Le directeur installé dès le 20 mars par le comité central et par le délégué à la préfecture de police se nommait Clovis Briant. C’était un lithographe, jeune, très viveur, aimant les longs repas, auxquels il invitait ses collègues Garreau de Mazas, Mouton de Sainte-Pélagie, François de la Grande-Roquette ; le sexe aimable ne faisait point défaut à ces petites fêtes, le vin non plus. L’administration régulière avait, pendant le mois de janvier, expédié par erreur deux pièces de vin blanc à la prison des Jeunes-Détenus ; ces deux pièces avaient été gerbées dans la cave en attendant qu’on vînt les reprendre. Clovis Briant les découvrit, les fit mettre en perce et les but en douze jours, avec ses amis. Il avait abandonné la direction de la prison à son personnel, qu’il avait conservé, et ne s’occupait que d’opérations militaires ; c’est ce qui le perdit. Jusqu’au dernier moment, il tint tête sur les barricades du quartier aux troupes françaises : il fut arrêté le 28 mai, au point du jour ; on avait déjà donné l’ordre de l’incarcérer, et il allait être épargné, lorsqu’un capitaine de fusiliers marins le fit fouiller.
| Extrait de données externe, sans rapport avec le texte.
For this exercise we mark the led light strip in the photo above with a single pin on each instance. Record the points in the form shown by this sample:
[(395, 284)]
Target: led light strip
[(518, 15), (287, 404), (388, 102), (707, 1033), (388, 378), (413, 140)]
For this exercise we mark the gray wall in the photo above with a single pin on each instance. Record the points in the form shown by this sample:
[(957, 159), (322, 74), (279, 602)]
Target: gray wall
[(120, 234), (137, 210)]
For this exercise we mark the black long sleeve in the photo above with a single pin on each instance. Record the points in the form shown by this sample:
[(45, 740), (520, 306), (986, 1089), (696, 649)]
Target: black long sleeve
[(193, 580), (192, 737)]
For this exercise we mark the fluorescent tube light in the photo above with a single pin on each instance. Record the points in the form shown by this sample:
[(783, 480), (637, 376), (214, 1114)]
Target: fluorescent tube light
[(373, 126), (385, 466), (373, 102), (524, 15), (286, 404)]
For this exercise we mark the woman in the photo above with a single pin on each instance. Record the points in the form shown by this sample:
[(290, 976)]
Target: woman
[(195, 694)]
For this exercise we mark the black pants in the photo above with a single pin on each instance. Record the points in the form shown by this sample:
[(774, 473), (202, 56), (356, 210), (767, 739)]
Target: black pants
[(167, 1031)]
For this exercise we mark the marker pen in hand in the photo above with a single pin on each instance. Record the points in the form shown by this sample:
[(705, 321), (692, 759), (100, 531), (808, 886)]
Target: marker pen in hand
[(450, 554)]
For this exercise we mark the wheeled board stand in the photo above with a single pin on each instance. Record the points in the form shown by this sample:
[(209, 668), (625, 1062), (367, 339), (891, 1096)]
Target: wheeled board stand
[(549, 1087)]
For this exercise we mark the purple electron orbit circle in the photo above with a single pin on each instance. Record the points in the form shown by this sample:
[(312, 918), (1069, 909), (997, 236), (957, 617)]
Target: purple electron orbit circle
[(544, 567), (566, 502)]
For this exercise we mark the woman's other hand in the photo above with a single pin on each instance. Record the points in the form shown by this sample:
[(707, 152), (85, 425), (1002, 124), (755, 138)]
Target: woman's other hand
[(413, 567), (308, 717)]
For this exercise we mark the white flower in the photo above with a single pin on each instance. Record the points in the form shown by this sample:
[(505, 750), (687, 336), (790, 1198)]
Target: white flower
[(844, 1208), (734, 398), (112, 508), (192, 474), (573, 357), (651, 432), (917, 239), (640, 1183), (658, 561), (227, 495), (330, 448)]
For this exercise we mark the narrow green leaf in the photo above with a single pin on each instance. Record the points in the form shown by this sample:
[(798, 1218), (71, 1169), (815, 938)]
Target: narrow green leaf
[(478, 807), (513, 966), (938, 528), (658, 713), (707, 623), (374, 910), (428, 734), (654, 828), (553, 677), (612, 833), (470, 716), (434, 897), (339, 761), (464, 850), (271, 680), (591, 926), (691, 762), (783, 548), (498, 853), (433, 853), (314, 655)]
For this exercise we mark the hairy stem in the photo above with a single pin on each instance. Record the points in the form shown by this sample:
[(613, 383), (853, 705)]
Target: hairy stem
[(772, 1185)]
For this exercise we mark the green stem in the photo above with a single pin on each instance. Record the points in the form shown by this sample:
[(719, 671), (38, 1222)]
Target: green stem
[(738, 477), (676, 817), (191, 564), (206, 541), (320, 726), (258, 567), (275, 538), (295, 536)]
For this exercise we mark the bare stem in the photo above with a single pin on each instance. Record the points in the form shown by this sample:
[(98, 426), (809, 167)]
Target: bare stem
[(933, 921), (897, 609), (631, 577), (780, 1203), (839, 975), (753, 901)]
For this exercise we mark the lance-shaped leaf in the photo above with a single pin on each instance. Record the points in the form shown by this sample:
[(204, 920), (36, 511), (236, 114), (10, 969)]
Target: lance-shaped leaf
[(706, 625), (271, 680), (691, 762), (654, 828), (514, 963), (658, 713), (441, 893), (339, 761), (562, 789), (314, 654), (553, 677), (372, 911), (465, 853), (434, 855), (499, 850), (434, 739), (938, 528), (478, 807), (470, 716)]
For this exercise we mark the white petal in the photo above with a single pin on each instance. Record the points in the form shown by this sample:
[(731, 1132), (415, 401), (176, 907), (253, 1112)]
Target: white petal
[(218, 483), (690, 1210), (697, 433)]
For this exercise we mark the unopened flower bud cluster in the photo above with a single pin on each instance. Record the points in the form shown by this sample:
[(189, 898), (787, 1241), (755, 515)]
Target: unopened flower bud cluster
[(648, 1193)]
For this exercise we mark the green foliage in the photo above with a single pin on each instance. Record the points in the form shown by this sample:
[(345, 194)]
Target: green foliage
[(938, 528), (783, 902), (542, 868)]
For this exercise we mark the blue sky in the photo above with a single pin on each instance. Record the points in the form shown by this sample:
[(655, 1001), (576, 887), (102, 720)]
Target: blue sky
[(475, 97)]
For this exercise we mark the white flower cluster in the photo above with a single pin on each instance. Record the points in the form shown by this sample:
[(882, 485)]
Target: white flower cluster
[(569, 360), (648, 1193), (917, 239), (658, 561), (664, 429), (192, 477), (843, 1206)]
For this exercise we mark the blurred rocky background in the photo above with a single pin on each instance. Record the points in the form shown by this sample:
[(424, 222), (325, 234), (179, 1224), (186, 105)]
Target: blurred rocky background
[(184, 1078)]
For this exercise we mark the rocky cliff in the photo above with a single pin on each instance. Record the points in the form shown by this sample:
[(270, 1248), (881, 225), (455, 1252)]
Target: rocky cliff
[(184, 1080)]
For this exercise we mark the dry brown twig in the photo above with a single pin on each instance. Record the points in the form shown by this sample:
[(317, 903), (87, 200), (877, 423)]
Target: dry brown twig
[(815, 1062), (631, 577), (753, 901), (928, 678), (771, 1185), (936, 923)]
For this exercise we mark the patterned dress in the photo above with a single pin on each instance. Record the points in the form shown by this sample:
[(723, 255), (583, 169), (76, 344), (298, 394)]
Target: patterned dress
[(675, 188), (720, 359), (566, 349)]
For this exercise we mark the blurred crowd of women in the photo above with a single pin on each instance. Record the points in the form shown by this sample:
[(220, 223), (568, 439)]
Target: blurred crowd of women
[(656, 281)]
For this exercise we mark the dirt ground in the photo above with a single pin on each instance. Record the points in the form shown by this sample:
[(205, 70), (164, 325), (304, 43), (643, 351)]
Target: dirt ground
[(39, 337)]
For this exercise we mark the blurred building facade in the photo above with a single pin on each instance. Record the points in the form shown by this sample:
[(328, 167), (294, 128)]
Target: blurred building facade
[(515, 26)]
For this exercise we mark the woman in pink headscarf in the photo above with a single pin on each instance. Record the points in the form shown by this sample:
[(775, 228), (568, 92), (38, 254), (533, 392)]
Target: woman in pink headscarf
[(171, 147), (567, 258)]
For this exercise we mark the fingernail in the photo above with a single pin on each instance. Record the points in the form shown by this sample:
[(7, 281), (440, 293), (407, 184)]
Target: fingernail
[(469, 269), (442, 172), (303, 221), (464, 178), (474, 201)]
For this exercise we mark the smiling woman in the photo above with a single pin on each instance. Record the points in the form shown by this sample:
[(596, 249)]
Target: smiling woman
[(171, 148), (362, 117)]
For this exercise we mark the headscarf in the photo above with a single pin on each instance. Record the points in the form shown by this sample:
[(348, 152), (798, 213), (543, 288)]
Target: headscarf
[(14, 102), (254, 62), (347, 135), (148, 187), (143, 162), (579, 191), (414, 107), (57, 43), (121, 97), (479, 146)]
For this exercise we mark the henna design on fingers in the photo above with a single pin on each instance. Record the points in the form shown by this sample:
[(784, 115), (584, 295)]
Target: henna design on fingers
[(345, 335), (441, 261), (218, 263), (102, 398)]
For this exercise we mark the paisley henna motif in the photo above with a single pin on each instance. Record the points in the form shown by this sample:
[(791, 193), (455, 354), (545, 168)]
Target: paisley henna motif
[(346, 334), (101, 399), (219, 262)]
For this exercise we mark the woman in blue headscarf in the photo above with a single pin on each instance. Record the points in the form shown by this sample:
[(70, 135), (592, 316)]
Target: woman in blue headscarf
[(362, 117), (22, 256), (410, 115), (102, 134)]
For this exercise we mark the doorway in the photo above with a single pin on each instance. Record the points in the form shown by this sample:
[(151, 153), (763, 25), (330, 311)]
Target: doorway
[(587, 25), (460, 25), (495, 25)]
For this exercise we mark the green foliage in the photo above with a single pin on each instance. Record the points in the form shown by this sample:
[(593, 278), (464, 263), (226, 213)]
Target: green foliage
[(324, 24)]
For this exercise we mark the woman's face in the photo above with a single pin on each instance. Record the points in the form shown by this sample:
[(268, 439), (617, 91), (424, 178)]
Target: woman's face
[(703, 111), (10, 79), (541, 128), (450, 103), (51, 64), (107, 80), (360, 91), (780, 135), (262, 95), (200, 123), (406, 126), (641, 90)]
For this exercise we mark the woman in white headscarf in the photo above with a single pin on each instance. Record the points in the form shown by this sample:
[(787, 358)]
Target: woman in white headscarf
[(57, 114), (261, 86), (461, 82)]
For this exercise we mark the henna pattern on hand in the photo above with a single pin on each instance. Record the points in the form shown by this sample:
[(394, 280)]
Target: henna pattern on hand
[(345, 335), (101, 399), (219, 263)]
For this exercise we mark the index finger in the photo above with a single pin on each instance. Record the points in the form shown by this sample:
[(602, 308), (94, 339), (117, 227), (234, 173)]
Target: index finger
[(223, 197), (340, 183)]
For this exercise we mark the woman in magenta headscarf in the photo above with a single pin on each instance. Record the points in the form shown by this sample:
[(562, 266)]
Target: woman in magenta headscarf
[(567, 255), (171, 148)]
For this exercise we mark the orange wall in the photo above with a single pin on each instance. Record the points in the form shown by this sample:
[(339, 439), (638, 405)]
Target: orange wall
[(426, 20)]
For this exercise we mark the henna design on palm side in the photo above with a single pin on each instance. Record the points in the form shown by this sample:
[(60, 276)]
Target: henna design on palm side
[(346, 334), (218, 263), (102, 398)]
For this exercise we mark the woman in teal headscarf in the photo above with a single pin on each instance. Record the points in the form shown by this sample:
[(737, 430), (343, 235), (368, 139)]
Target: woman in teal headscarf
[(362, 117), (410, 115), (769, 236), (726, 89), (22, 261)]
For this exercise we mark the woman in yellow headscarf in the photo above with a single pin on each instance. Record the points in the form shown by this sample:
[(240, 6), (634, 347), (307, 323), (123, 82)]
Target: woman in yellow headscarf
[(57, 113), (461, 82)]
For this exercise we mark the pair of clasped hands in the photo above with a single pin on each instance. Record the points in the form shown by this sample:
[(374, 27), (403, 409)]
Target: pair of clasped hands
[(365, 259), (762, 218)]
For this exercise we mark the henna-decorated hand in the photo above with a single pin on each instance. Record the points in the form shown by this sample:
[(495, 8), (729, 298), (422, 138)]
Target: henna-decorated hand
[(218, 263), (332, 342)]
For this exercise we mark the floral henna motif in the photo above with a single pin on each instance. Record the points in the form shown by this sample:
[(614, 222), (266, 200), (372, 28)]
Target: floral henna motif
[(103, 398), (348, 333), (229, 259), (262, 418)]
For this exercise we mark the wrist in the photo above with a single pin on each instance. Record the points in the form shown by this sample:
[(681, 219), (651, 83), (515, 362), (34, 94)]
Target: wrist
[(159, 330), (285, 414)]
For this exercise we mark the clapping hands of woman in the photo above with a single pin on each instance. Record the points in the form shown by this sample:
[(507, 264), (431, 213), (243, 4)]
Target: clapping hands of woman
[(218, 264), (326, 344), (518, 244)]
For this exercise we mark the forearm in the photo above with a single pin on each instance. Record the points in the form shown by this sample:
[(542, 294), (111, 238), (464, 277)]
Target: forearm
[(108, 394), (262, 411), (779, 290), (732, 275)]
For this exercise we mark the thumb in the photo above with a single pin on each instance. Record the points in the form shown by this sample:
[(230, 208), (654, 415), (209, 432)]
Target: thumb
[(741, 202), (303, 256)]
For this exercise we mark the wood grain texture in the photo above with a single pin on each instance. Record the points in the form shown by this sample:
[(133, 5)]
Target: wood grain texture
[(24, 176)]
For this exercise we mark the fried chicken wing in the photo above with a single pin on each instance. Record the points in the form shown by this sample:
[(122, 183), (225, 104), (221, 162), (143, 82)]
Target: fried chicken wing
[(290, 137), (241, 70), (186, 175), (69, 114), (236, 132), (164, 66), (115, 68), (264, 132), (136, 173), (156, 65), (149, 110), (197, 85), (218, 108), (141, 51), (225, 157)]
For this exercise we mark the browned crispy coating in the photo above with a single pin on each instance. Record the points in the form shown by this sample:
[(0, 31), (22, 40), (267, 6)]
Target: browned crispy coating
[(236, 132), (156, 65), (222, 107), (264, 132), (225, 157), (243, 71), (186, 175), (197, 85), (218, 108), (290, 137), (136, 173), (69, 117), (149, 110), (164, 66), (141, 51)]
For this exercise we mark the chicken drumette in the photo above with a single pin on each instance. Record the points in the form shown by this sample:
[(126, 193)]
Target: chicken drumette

Dans un petit portefeuille rempli de papiers insignifians, on découvrit le brouillon d’une dépêche ainsi conçue, et adressée au comité de salut public ; « Envoyez-moi des renforts ; faites brûler le quartier de la Bourse, et je réponds de tout. » À cette heure d’extermination, cela équivalait à un arrêt de mort ; il fut immédiatement exécuté.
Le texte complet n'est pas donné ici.